Salir a caminar para encontrarse con uno mismo suena a frase hecha, a sobrecito de azúcar, pero no deja de ser cierta. Recorrer las calles desiertas de la siesta de un sábado pueblerino es similar a vagar por los escondites del silencio: todos están y no están al mismo tiempo, como en un relato sereno de cuento corto. El mundo sigue siempre sin nosotros. Los demás —ese decorado necesario de nuestra historia— no se detienen con nuestros pasos.

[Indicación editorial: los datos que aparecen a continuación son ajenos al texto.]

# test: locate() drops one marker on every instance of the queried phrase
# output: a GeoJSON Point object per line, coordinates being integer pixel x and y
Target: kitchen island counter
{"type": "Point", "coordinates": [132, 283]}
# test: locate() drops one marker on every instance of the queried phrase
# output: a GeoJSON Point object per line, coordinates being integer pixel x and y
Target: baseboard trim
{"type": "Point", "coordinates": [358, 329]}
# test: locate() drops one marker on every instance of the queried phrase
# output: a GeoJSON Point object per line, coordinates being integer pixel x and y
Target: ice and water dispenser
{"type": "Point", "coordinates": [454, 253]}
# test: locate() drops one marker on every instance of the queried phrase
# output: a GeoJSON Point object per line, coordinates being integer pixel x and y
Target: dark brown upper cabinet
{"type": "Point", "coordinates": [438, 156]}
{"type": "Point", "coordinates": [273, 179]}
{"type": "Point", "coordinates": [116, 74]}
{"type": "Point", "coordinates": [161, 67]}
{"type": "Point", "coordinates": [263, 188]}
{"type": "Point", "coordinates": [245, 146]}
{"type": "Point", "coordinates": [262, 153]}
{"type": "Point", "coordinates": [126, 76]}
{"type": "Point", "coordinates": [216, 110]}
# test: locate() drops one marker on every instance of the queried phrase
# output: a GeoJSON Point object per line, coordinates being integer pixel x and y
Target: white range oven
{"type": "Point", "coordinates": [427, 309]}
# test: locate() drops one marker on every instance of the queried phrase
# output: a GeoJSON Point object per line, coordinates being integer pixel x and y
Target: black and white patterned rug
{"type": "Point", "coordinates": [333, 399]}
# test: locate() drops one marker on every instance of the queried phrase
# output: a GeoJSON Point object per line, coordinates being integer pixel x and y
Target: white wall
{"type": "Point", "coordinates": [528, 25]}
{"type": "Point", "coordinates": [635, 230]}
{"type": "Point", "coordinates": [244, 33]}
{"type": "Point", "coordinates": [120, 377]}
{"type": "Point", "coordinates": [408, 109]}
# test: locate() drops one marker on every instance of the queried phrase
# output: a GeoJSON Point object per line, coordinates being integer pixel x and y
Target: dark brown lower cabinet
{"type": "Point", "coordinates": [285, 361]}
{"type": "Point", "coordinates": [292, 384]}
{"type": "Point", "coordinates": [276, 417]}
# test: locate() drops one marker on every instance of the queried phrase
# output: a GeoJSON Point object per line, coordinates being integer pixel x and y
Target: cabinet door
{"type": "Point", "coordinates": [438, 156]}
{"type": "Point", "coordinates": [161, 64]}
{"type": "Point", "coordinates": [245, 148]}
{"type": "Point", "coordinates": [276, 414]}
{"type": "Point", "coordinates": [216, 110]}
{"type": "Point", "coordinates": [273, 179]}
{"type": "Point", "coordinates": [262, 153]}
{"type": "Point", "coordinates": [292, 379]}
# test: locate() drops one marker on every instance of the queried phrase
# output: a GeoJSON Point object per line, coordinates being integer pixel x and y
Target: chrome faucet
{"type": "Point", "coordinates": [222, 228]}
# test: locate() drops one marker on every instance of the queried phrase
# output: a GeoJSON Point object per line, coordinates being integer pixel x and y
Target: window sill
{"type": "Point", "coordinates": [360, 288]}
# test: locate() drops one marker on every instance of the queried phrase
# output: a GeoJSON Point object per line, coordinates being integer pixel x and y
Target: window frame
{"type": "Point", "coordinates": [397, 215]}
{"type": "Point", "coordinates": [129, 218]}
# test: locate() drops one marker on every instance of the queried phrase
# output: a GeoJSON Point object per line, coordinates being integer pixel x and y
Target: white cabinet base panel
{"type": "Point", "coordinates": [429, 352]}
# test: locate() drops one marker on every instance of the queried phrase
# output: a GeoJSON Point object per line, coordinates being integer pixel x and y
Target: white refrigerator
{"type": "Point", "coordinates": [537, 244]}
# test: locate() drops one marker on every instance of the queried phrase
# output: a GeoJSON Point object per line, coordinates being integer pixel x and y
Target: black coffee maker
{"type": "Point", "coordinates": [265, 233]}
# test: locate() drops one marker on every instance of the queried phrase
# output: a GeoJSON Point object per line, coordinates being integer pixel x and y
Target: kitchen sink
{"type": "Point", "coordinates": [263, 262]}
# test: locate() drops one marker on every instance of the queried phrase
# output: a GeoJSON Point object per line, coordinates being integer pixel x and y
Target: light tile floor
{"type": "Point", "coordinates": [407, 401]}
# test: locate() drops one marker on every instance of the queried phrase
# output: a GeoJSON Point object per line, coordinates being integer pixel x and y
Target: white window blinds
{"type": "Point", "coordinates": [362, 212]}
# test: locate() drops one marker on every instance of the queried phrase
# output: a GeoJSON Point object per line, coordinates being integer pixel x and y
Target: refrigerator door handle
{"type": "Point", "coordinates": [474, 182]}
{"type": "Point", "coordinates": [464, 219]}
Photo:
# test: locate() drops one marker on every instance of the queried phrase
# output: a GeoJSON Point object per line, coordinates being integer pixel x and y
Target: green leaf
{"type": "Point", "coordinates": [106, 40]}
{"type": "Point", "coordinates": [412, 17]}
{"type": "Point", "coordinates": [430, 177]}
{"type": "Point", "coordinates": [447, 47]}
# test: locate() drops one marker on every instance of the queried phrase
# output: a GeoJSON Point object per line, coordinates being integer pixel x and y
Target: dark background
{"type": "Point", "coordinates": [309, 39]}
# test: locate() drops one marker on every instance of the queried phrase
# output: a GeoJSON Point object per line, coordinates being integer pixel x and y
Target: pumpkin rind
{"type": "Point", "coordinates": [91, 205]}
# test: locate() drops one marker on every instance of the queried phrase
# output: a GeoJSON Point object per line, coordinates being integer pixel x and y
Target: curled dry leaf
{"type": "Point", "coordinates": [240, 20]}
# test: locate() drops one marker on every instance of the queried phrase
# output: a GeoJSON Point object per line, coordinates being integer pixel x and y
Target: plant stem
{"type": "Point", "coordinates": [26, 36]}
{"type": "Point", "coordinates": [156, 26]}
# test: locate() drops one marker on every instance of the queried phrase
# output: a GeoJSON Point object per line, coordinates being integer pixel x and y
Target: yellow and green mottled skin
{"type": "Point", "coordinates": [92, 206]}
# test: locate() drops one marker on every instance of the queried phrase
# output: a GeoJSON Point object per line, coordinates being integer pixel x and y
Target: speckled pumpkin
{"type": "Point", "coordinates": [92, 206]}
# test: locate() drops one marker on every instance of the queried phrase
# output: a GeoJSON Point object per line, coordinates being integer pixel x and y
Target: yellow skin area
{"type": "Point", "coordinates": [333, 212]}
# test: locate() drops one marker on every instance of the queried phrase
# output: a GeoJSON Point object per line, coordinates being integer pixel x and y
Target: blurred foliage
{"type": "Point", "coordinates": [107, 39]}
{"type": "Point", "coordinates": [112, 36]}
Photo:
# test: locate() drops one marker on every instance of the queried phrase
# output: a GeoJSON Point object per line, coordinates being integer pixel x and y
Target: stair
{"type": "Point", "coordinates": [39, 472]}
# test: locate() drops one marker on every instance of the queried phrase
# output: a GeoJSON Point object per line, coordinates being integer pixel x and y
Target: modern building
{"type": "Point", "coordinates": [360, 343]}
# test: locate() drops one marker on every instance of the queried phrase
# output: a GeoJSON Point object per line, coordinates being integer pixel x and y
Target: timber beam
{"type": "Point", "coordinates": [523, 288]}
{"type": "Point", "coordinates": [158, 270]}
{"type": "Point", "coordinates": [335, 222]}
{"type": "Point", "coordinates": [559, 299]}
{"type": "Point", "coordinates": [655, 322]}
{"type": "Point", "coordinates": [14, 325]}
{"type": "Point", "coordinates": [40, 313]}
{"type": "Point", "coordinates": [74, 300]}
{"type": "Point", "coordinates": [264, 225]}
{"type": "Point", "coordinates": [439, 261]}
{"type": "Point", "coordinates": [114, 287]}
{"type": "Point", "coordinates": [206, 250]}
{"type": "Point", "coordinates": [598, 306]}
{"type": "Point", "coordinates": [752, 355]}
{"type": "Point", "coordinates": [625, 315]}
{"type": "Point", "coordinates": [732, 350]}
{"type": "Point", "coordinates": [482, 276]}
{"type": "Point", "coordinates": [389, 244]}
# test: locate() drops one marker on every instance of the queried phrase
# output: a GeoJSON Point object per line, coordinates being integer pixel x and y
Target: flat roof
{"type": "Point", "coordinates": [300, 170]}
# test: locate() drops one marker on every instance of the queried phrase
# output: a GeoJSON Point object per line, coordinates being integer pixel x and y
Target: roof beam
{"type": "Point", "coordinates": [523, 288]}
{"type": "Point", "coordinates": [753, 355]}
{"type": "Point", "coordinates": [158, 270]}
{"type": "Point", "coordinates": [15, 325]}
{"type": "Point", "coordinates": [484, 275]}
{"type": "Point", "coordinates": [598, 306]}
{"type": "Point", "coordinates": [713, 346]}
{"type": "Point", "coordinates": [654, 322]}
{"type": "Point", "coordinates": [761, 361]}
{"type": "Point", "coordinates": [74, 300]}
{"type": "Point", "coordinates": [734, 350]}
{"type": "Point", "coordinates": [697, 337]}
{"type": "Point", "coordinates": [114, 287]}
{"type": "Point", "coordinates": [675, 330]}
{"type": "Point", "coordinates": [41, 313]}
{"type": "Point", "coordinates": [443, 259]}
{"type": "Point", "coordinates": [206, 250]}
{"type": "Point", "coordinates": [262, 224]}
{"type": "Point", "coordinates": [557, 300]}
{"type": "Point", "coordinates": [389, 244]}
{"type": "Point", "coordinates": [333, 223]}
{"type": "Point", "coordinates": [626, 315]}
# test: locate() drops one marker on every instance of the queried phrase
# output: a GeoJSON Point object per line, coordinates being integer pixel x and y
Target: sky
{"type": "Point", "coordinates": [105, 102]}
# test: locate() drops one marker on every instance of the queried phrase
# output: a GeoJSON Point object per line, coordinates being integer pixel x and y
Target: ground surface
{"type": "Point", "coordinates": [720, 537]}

“Me gustaría ser tan invisible y tan necesaria”, escribía Margaret Atwood, quizá en su afán de asimilar la confusión, de dejar constancia de que todos convergemos entre el deseo de existir a la vista del resto y la necesidad de refugiarnos, esquivando todas las miradas.

Observar al mundo a través de la ventana sobreprotectora suena irresistible muchas veces: limitarse a la mínima interacción, absorber todos los libros escritos, escuchar cada canción emergente, desordenar la cocina para revolver unos huevos y tostar pan, preparar el mate con el agua casi hirviendo, volver a asomarse a la ventana y sentirse tan solitario como un niño detrás de la vidriera de una juguetería.

Prestar atención no alcanza: vivir es mucho más que vigilar a los otros.

Como lo plasmó Joan Margarit en su poema Vida y poesía:

“Todo, quizá, sucede afuera. / Quizás el interior es un desangelado / cuarto de máquinas. (…) Quizá dentro no hay más / que algunas luces rojas, / rumor de maquinaria. Los poemas.”